My superpowers seem to be a bit diverse. I’m not sure what I would pick to be the one I’d be stuck with forever.

   The first superpower seems to be that I can make a meal out of practically nothing. All too often, I’ve gone to fix supper and found “Old Mother Hubbard’s Cupboards” in my kitchen. (if you don’t remember the nursery rhyme, you’ll have to look it up!) 

   However, my family has never gone to bed hungry. I’ve always been able to turn a few leftovers, some noodles and a bit of something into a meal. Now, granted, the meal isn’t always worthy of blue ribbon awards, but it is edible.


  The second superpower is an ability to have complete strangers tell me their innermost thoughts. There are times when I’ve felt that I must have “tell me your secrets” tattooed across my forehead. I’m pretty sure the confessions I’ve heard have not all been shared with a priest. And I don’t remember ever starting a conversation by asking “What’s something you need to tell me?”

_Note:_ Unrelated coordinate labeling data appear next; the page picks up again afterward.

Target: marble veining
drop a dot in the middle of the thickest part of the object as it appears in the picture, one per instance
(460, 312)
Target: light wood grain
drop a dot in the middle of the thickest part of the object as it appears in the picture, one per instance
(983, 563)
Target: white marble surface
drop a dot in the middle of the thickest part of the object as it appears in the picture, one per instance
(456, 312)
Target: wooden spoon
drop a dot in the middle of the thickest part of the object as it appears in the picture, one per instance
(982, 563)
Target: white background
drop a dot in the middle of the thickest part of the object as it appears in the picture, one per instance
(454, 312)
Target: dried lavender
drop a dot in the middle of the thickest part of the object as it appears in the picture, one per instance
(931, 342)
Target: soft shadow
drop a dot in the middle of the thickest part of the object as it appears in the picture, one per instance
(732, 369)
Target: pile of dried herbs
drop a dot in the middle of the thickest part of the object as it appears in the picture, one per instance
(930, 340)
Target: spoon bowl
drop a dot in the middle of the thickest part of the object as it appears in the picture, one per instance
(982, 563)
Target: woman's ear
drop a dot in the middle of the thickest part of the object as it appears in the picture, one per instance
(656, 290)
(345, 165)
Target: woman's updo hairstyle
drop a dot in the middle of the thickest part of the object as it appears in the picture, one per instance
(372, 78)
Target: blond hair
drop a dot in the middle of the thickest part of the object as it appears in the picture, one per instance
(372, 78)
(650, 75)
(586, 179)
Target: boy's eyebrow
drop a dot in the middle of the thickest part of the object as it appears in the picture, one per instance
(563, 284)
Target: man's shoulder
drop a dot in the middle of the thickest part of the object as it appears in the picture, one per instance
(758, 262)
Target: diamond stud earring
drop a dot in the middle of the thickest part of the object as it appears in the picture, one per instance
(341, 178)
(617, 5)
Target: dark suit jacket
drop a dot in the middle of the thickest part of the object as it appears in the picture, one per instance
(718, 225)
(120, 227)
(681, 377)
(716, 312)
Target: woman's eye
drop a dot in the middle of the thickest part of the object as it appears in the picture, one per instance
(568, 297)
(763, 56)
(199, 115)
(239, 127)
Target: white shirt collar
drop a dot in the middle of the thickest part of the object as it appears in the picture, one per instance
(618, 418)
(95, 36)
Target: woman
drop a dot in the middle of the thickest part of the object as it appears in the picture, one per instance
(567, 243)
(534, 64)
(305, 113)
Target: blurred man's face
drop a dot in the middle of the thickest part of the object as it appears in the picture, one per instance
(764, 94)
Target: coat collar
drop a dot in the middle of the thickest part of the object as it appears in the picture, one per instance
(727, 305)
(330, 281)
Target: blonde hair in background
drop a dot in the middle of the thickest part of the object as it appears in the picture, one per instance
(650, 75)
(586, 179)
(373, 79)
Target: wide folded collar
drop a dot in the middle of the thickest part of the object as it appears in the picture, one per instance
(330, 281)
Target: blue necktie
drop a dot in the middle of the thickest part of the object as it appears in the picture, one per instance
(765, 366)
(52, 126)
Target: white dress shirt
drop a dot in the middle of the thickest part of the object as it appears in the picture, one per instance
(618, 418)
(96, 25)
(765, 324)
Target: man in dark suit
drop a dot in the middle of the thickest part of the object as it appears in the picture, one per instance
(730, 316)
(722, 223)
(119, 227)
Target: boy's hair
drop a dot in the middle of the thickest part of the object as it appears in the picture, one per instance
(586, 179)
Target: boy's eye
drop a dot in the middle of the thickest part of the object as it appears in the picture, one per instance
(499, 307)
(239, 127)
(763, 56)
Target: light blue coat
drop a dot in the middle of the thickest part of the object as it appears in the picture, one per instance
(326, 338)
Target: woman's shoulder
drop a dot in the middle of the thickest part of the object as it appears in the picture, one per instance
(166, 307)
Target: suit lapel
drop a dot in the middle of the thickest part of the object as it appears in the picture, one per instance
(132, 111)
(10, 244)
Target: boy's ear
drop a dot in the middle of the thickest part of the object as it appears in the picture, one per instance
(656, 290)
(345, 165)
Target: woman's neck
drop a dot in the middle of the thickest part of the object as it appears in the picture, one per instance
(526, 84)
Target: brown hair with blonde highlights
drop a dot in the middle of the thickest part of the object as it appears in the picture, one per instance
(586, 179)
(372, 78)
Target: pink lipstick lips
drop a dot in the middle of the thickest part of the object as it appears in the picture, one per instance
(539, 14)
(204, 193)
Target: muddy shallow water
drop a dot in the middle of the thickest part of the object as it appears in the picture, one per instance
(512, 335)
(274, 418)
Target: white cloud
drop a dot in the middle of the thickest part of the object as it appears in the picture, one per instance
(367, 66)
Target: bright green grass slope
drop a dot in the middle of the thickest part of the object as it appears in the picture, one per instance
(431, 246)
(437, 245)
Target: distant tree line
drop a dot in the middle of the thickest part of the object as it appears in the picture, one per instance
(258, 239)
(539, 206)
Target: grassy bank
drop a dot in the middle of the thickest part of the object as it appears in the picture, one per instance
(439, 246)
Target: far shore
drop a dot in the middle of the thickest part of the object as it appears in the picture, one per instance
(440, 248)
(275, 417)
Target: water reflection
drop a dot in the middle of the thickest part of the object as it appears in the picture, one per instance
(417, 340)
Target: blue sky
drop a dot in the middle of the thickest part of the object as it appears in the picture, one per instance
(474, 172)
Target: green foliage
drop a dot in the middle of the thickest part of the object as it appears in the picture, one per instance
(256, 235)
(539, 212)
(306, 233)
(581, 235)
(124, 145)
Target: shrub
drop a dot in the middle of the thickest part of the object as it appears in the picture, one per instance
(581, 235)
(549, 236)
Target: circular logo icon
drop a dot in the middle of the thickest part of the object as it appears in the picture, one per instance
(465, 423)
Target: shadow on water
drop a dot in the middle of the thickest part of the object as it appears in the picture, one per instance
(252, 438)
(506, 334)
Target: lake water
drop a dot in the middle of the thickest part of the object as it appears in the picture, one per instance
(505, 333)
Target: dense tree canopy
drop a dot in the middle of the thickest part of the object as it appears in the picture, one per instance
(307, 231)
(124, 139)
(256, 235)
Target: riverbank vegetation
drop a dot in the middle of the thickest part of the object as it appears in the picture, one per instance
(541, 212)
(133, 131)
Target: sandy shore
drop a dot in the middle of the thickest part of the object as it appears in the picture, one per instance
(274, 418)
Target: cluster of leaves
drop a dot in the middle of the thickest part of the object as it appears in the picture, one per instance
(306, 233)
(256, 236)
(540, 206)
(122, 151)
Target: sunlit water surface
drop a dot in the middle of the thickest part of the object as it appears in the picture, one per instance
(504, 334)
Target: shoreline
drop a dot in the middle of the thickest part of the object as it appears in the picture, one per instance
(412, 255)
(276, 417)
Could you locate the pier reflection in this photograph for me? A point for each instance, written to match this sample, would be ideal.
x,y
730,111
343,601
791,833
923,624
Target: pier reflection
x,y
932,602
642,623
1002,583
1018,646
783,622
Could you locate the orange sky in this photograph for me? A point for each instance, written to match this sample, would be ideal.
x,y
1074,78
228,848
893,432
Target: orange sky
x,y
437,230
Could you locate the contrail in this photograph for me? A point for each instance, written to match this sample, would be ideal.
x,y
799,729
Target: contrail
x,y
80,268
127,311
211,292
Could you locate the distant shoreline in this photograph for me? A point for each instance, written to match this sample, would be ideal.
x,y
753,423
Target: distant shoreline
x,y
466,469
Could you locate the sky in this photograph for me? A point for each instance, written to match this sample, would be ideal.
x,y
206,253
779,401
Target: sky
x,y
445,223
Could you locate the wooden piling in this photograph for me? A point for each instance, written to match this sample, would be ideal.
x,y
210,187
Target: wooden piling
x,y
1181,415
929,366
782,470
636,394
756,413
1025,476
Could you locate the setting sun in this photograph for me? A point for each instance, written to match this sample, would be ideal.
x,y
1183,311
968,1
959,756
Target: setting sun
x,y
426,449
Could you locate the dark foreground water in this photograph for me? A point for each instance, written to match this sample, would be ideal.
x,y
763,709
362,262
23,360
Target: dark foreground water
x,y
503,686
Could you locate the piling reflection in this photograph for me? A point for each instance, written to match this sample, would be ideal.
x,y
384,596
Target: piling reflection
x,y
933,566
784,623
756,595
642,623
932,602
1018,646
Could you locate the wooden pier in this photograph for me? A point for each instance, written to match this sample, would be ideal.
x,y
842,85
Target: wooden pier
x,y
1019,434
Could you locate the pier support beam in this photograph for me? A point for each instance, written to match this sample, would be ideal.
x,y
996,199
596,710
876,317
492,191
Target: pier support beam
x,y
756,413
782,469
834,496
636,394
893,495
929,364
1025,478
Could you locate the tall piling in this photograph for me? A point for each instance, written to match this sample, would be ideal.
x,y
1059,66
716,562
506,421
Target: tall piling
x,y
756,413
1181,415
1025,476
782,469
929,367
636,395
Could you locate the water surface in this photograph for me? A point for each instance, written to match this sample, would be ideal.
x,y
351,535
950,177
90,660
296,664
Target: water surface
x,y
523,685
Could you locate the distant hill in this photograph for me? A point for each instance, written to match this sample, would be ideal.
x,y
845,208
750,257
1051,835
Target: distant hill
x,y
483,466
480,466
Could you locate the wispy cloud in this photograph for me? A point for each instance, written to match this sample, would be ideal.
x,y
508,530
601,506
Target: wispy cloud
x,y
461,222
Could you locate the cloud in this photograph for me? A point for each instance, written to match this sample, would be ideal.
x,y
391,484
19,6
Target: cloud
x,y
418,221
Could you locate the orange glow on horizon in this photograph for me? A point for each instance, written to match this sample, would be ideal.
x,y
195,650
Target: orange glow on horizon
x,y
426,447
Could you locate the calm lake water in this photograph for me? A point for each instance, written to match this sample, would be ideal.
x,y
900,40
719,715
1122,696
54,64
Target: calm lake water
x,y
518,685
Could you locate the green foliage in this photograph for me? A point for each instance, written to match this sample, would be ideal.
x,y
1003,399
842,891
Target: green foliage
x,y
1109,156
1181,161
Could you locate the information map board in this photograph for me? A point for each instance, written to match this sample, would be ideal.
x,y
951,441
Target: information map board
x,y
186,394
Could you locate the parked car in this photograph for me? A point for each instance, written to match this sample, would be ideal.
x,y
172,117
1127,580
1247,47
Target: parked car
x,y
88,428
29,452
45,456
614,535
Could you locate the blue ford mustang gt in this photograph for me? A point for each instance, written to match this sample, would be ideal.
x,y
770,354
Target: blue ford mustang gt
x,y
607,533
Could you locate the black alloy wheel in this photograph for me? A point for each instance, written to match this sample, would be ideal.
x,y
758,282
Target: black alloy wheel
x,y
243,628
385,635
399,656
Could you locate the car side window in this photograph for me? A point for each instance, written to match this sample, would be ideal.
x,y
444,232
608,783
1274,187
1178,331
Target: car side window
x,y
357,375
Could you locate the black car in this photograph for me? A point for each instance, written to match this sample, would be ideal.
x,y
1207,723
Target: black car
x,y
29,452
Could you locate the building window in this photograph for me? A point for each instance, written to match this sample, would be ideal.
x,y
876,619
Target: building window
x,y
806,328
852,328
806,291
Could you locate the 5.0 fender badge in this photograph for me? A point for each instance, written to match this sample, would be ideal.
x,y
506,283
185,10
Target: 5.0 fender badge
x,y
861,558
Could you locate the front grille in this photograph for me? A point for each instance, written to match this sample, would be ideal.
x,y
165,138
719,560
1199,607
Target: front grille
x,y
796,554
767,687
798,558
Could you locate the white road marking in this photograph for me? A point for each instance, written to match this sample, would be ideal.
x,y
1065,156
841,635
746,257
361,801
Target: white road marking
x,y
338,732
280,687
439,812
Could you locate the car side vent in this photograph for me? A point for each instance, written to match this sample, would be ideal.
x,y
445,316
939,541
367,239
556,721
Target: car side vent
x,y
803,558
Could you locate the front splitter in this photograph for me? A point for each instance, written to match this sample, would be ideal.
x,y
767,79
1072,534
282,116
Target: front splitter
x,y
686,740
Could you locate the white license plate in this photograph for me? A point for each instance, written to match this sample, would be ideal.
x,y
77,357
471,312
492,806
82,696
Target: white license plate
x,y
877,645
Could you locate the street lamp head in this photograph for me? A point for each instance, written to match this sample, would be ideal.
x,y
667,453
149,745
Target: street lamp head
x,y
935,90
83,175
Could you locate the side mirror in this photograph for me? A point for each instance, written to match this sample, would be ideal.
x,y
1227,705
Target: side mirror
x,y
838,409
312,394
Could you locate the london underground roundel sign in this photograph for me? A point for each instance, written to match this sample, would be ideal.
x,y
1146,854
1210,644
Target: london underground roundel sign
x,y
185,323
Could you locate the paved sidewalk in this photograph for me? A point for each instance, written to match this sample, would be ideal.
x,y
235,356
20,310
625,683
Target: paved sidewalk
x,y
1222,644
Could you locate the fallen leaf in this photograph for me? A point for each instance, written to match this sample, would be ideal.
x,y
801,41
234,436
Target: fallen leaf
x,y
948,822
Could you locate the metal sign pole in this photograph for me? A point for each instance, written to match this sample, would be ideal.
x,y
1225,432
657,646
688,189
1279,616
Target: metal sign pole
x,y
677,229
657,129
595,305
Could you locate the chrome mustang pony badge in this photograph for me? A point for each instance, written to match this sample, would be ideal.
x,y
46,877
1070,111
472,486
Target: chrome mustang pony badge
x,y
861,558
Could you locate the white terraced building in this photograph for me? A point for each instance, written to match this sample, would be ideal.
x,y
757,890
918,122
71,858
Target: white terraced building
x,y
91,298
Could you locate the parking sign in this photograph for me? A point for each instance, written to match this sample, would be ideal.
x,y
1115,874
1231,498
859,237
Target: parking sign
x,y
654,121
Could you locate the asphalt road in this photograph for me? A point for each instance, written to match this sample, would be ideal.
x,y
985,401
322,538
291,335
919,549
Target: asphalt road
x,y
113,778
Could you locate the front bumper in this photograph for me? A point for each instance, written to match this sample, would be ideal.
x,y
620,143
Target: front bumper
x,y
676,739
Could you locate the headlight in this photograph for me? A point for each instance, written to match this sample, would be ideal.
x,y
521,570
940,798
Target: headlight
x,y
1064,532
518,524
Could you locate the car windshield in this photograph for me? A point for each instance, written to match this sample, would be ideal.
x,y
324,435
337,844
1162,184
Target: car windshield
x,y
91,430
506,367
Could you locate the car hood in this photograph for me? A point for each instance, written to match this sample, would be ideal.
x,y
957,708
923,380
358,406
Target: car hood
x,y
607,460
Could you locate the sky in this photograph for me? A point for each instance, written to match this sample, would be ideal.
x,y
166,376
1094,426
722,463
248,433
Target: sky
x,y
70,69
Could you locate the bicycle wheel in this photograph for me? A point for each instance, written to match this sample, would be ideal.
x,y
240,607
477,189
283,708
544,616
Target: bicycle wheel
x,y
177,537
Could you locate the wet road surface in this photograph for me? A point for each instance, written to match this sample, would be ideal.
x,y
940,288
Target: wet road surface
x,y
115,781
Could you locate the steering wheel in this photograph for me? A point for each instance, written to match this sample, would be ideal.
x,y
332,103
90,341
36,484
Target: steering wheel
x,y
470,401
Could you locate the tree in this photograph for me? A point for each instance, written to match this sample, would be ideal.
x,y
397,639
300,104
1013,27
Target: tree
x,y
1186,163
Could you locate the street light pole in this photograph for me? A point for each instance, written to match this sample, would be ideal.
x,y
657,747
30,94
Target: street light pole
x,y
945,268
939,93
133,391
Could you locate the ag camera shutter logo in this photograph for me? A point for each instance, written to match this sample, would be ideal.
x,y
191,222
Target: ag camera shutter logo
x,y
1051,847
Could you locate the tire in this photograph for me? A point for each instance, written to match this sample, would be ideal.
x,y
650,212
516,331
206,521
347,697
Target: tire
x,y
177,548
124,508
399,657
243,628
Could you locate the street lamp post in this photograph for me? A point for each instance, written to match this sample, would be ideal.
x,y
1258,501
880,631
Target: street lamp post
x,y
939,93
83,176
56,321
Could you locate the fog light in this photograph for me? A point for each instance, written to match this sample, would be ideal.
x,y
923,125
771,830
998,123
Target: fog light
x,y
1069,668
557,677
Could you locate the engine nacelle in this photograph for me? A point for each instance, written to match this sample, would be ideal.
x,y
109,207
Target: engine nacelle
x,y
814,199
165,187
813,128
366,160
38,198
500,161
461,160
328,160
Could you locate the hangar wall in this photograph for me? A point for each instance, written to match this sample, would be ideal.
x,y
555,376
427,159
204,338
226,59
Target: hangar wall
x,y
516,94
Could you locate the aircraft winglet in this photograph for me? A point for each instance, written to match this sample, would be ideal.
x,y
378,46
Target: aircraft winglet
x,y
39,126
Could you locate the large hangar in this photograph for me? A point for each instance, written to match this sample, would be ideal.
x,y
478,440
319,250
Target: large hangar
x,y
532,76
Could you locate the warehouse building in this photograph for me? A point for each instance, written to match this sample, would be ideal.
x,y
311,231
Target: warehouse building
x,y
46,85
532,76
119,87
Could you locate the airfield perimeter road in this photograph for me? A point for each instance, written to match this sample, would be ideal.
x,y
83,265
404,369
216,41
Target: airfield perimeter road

   I’ve heard about people’s diets, unfaithful spouses, special recipes, family dinners, problem children, you name it. I’m sure you’ve heard those stories too, but I’ll bet mostly from friends and family members. Not somebody sitting in the waiting room of a doctor’s office. Not from the lady in line at the checkout counter. Not from the bank teller.


   The third superpower has to be a complete inability to balance a checkbook. Honestly, no matter what I do the numbers never work out. I write in the check amounts when I pay bills. I save my receipts from the store cashiers. I keep my ATM withdrawal notes. I write all those things down. But my math allergy kicks in when I pull out the calculator and the bank statement.

   Thank goodness I am married to a wonderfully detailed man. My husband has not only straightened out my bank balances, he’s been able to decipher my short hand. You know, groc equals groceries, wd equals withdrawal,  util equals city utilities.

   He has taken over the accounting responsibilities at our house and while he doesn’t particularly enjoy them, he is much better suited to the task than I am. At least I don’t break out in hives on a monthly basis now!


   I think my fourth superpower is one that all parents have. It’s the innate communication skill developed by raising children. I can tell when a child is lying. I can understand mumble and chew. I can make Halloween costumes out of old clothes. I can walk through a disaster area bedroom and wake a teenager from slumber. I can listen to trials and tribulations of school, and know when to offer advice and when to keep my mouth shut.


Do I have to pick one superpower to capitalize on? I sure hope not, as they have all served great purpose in my life. I’m not certain of the actual purpose. But I do know they make me the person I am and I’m good with that! If nothing else, my life is a continuing adventure!